In response to the intensifying missile threats, the Japanese government is taking serious steps toward considering acquiring the capability to attack enemy bases. The Asahi Shimbun, the Mainichi Shimbun, and the Tokyo Shimbun voiced strong opposition to allowing a strike against the enemy’s missile sites, calling it violation of the principle of exclusive defense. The Sankei Shimbun viewed the capability as an effective means of defense and urged the government to swiftly make the decision to acquire such a capability.

 

In the beginning of August, the Liberal Democratic Party (LDP) made a proposal to the government on enhancing deterrence capability. In the proposal, the party effectively requested the government to acquire the capability to strike enemy bases, calling it an “ability to forestall an enemy’s ballistic missiles and other projectiles in places including inside an enemy’s territory.” The government will discuss the matter in the National Security Council (NSC), and the general direction will be determined by mid-September.

 

The Sankei Shimbun supported the LDP proposal as it “is the opinion of the largest ruling party reached after a careful and serious consideration of Japan’s capabilities to preserve the peace and protect its people.” (August 3). The Yomiuri Shimbun joined in the support of the attack capability, writing: “It is reasonable to have the option of attacking an enemy’s missile site if Japan is likely to suffer harm. The implementation of self-defense measures against a country that initiates an armed attack is internationally accepted” (August 10).

 

The Nikkei Shimbun didn’t advocate either argument, only writing: “As we face more difficulties countering new types of missiles developed by North Korea and Russia, it is advisable to discuss the matter in the broader context of enhancing overall deterrence capabilities” (August 1).

 

The Asahi Shimbun, meanwhile, was critical of the LDP proposal. “The capability to attack enemy bases presents practical problems beyond its constitutionality. A mistaken judgment could lead to an attack that amounts to a preemptive strike, which is a violation of international law. Determining the target is hard. An enemy counterattack would be inevitable. Furthermore, the number of missions assigned to the Self-Defense Forces (SDF) is already on the rise, straining their manpower and budget. Nor can the impact on Japan’s diplomacy with its neighbors be ignored.

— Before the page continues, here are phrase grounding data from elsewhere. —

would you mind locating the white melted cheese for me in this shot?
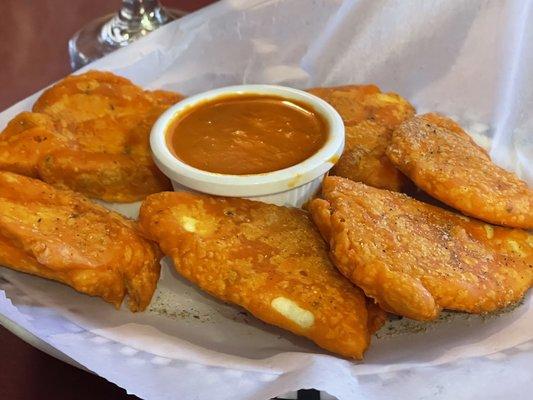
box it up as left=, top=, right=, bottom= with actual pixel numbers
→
left=507, top=240, right=526, bottom=257
left=271, top=297, right=314, bottom=329
left=181, top=216, right=198, bottom=233
left=483, top=224, right=494, bottom=239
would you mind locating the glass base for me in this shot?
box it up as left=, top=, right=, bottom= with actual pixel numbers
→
left=68, top=8, right=186, bottom=71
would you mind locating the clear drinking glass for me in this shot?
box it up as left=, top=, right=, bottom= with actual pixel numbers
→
left=68, top=0, right=186, bottom=70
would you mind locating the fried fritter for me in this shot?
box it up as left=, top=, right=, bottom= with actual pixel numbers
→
left=139, top=192, right=385, bottom=359
left=37, top=149, right=171, bottom=202
left=0, top=112, right=73, bottom=177
left=0, top=70, right=183, bottom=202
left=387, top=113, right=533, bottom=229
left=307, top=85, right=415, bottom=191
left=309, top=176, right=533, bottom=321
left=0, top=171, right=161, bottom=311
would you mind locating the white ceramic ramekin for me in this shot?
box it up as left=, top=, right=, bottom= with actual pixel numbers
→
left=150, top=84, right=344, bottom=207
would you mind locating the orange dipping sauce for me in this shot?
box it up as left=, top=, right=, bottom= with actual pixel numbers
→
left=166, top=94, right=328, bottom=175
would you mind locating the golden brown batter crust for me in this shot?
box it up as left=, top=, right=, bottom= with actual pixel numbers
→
left=387, top=113, right=533, bottom=228
left=0, top=71, right=183, bottom=202
left=0, top=171, right=161, bottom=311
left=139, top=191, right=385, bottom=359
left=309, top=176, right=533, bottom=321
left=308, top=84, right=415, bottom=192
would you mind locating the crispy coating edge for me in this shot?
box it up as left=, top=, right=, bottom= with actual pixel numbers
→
left=138, top=191, right=388, bottom=358
left=5, top=70, right=180, bottom=202
left=309, top=176, right=533, bottom=321
left=387, top=113, right=533, bottom=228
left=307, top=84, right=415, bottom=192
left=0, top=171, right=162, bottom=311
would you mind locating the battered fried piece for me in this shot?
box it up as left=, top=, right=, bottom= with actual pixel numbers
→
left=0, top=70, right=183, bottom=202
left=139, top=192, right=385, bottom=359
left=0, top=112, right=74, bottom=177
left=307, top=85, right=415, bottom=191
left=0, top=172, right=161, bottom=311
left=387, top=113, right=533, bottom=228
left=309, top=176, right=533, bottom=321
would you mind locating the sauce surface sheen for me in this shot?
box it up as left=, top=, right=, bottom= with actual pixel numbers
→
left=167, top=94, right=328, bottom=175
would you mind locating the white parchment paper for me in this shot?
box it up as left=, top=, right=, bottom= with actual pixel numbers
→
left=1, top=1, right=532, bottom=399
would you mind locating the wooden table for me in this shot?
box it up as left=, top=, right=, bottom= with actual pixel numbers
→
left=0, top=0, right=215, bottom=110
left=0, top=1, right=214, bottom=399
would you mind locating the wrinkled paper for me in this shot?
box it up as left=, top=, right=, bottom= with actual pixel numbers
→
left=0, top=1, right=532, bottom=399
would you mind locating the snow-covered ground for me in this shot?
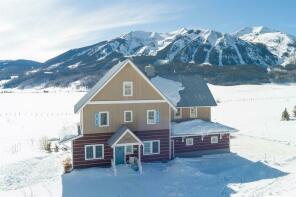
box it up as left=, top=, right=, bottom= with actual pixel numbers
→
left=0, top=84, right=296, bottom=196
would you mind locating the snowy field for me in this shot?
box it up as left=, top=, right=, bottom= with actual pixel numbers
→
left=0, top=84, right=296, bottom=196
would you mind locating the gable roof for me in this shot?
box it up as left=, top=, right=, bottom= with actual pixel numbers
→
left=107, top=125, right=143, bottom=147
left=152, top=74, right=217, bottom=107
left=74, top=59, right=177, bottom=113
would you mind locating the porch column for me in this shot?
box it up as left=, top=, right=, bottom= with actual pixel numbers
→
left=113, top=147, right=116, bottom=164
left=138, top=144, right=141, bottom=163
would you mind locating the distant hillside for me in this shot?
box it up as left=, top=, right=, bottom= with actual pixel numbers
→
left=0, top=60, right=42, bottom=88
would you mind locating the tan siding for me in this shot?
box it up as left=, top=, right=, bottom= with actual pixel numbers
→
left=91, top=62, right=163, bottom=101
left=117, top=132, right=139, bottom=144
left=83, top=103, right=170, bottom=134
left=171, top=107, right=211, bottom=121
left=197, top=107, right=211, bottom=121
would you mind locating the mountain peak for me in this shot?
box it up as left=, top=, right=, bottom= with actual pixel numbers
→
left=169, top=27, right=189, bottom=35
left=234, top=26, right=278, bottom=37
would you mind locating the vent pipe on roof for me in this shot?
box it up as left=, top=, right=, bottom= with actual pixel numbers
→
left=144, top=64, right=156, bottom=78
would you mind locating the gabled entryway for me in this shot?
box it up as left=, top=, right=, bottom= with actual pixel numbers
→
left=107, top=126, right=143, bottom=175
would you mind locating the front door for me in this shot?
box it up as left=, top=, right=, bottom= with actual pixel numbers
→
left=115, top=146, right=125, bottom=165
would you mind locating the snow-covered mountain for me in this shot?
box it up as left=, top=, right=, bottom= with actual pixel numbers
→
left=1, top=26, right=296, bottom=88
left=235, top=26, right=296, bottom=65
left=61, top=27, right=278, bottom=67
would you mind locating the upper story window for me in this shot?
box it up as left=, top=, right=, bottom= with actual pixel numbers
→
left=174, top=108, right=182, bottom=119
left=124, top=110, right=133, bottom=123
left=95, top=112, right=109, bottom=127
left=147, top=109, right=160, bottom=124
left=123, top=81, right=133, bottom=96
left=190, top=107, right=198, bottom=118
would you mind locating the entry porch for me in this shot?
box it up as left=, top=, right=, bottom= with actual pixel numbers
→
left=107, top=126, right=143, bottom=175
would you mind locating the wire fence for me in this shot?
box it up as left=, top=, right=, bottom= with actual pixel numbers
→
left=218, top=95, right=296, bottom=103
left=0, top=112, right=76, bottom=118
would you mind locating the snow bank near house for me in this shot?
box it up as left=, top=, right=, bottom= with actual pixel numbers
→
left=61, top=154, right=286, bottom=197
left=172, top=119, right=237, bottom=137
left=151, top=76, right=184, bottom=105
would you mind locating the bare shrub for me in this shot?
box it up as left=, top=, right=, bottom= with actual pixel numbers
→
left=47, top=142, right=52, bottom=153
left=40, top=136, right=49, bottom=150
left=54, top=144, right=59, bottom=152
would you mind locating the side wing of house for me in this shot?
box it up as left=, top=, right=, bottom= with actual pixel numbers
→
left=171, top=106, right=211, bottom=122
left=73, top=60, right=174, bottom=168
left=156, top=74, right=237, bottom=158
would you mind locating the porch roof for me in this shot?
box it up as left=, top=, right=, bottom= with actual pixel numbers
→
left=107, top=125, right=143, bottom=148
left=171, top=119, right=238, bottom=137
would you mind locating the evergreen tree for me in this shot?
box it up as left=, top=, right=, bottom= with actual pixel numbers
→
left=281, top=108, right=290, bottom=121
left=293, top=106, right=296, bottom=118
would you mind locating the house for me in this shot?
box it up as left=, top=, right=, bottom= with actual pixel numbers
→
left=69, top=59, right=237, bottom=170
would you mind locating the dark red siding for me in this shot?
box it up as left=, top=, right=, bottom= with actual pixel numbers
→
left=72, top=129, right=170, bottom=168
left=134, top=129, right=170, bottom=162
left=73, top=133, right=113, bottom=168
left=172, top=134, right=230, bottom=156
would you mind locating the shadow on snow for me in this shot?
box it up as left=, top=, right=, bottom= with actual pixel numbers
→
left=62, top=153, right=287, bottom=197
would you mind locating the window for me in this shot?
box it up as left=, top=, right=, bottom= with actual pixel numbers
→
left=186, top=138, right=194, bottom=146
left=190, top=107, right=198, bottom=118
left=147, top=109, right=160, bottom=124
left=143, top=140, right=160, bottom=155
left=125, top=145, right=133, bottom=155
left=211, top=136, right=219, bottom=144
left=174, top=108, right=182, bottom=119
left=124, top=111, right=133, bottom=123
left=123, top=81, right=133, bottom=96
left=85, top=144, right=104, bottom=160
left=95, top=112, right=109, bottom=127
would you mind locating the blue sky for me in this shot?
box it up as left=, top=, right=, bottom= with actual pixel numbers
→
left=1, top=0, right=295, bottom=62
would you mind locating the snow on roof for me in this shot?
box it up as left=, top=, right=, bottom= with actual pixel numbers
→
left=171, top=119, right=238, bottom=137
left=152, top=74, right=217, bottom=107
left=151, top=76, right=184, bottom=106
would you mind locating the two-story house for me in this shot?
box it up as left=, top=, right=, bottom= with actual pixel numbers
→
left=69, top=59, right=237, bottom=169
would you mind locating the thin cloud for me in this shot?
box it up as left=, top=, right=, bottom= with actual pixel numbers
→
left=0, top=0, right=180, bottom=62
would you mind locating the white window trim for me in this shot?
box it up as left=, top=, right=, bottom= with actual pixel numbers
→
left=211, top=136, right=219, bottom=144
left=143, top=140, right=160, bottom=155
left=147, top=110, right=156, bottom=124
left=174, top=108, right=182, bottom=119
left=96, top=111, right=109, bottom=127
left=85, top=144, right=104, bottom=160
left=123, top=81, right=133, bottom=96
left=190, top=107, right=198, bottom=118
left=125, top=145, right=134, bottom=155
left=124, top=110, right=133, bottom=123
left=185, top=138, right=194, bottom=146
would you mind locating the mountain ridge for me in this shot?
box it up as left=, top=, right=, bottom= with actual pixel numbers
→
left=1, top=26, right=296, bottom=89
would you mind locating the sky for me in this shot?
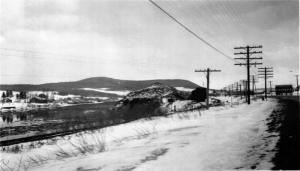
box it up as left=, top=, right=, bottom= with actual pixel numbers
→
left=0, top=0, right=299, bottom=89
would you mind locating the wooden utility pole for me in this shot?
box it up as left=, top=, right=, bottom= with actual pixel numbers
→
left=258, top=67, right=273, bottom=100
left=239, top=84, right=242, bottom=99
left=234, top=45, right=263, bottom=104
left=252, top=75, right=255, bottom=93
left=251, top=75, right=258, bottom=96
left=195, top=68, right=221, bottom=109
left=230, top=85, right=233, bottom=96
left=269, top=81, right=273, bottom=95
left=241, top=80, right=247, bottom=99
left=296, top=75, right=299, bottom=95
left=235, top=82, right=239, bottom=96
left=227, top=85, right=230, bottom=96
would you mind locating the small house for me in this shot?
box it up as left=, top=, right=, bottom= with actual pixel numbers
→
left=1, top=98, right=12, bottom=103
left=29, top=96, right=48, bottom=103
left=189, top=87, right=206, bottom=102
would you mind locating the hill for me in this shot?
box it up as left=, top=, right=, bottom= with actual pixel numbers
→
left=0, top=77, right=199, bottom=97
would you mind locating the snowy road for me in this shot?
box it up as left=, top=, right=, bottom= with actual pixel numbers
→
left=12, top=99, right=278, bottom=171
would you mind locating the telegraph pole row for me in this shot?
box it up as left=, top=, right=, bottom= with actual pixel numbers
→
left=228, top=84, right=234, bottom=96
left=226, top=81, right=245, bottom=98
left=195, top=68, right=221, bottom=109
left=224, top=82, right=239, bottom=96
left=239, top=83, right=242, bottom=99
left=235, top=82, right=239, bottom=96
left=251, top=75, right=258, bottom=95
left=258, top=67, right=273, bottom=100
left=269, top=81, right=273, bottom=95
left=234, top=45, right=263, bottom=104
left=241, top=80, right=247, bottom=99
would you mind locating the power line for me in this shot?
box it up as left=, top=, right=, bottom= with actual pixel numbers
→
left=0, top=49, right=112, bottom=64
left=149, top=0, right=234, bottom=61
left=0, top=74, right=75, bottom=78
left=295, top=75, right=299, bottom=95
left=175, top=1, right=227, bottom=45
left=0, top=48, right=81, bottom=59
left=163, top=1, right=245, bottom=92
left=0, top=53, right=84, bottom=63
left=160, top=1, right=257, bottom=79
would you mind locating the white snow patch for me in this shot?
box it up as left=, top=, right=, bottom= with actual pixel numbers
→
left=84, top=96, right=109, bottom=100
left=80, top=88, right=130, bottom=96
left=53, top=94, right=80, bottom=100
left=175, top=87, right=194, bottom=92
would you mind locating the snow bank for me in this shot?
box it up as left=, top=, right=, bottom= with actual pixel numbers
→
left=214, top=96, right=246, bottom=105
left=175, top=87, right=194, bottom=92
left=84, top=96, right=109, bottom=100
left=165, top=100, right=196, bottom=112
left=0, top=99, right=279, bottom=171
left=80, top=88, right=130, bottom=96
left=53, top=94, right=80, bottom=100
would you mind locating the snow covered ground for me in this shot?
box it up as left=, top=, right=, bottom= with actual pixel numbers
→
left=80, top=88, right=130, bottom=96
left=0, top=101, right=82, bottom=112
left=0, top=94, right=110, bottom=112
left=1, top=99, right=279, bottom=171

Did the LDP research and discuss all these potential ramifications sufficiently in depth?”

 

The Mainichi Shimbun wrote, “…there are deep reservations that if Japan were to have the ability to strike enemy bases, this would represent a deviation from its defense-only policy. There are also doubts about the viability and cost-effectiveness of such a move.” The paper continued: “It is true that successive administrations in Japan have interpreted strikes on the missile bases of opponents as lying within the scope of self-defense if there are no other ways to defend the country against an enemy attack. But though legally logical, this is unreasonable in practical terms” (August 10). Tokyo Shimbun pointed out that “according to a survey the Japan Association for Public Opinion Research conducted by mail, 76% of respondents said they want the SDF to engage exclusively in defense. The government must not ignore the Japanese people’s will.”

 

Meanwhile, Sankei Shimbun stated, “The arguments against acquiring the capability cite unconstitutionality and the violation of the principle of exclusive defense. They are wrong.” The paper argued that past Japanese administrations have taken the stance that using the capability to attack enemy bases is within the scope of exclusive defense as it falls under the legal category of defense.” The paper declared that “China and North Korea protest against Japan’s acquiring the capability as they hope to keep Japan in a strategically inferior position. The domestic argument against acquiring the capability is totally misguided as it prioritizes attackers’ security over the security of the Japanese people.”

 

During a press conference on the issue, a Tokyo Shimbun reporter asked Defense Minister Taro Kono his opinion on the expected difficulty in securing  neighboring countries’ understanding. The defense minister quipped, “Why do we need China’s understanding when it is deploying more and more missiles?” The fact that some in Japan feel it has to gain the understanding of its neighbors in deciding its own defense policy is cause for serious concern.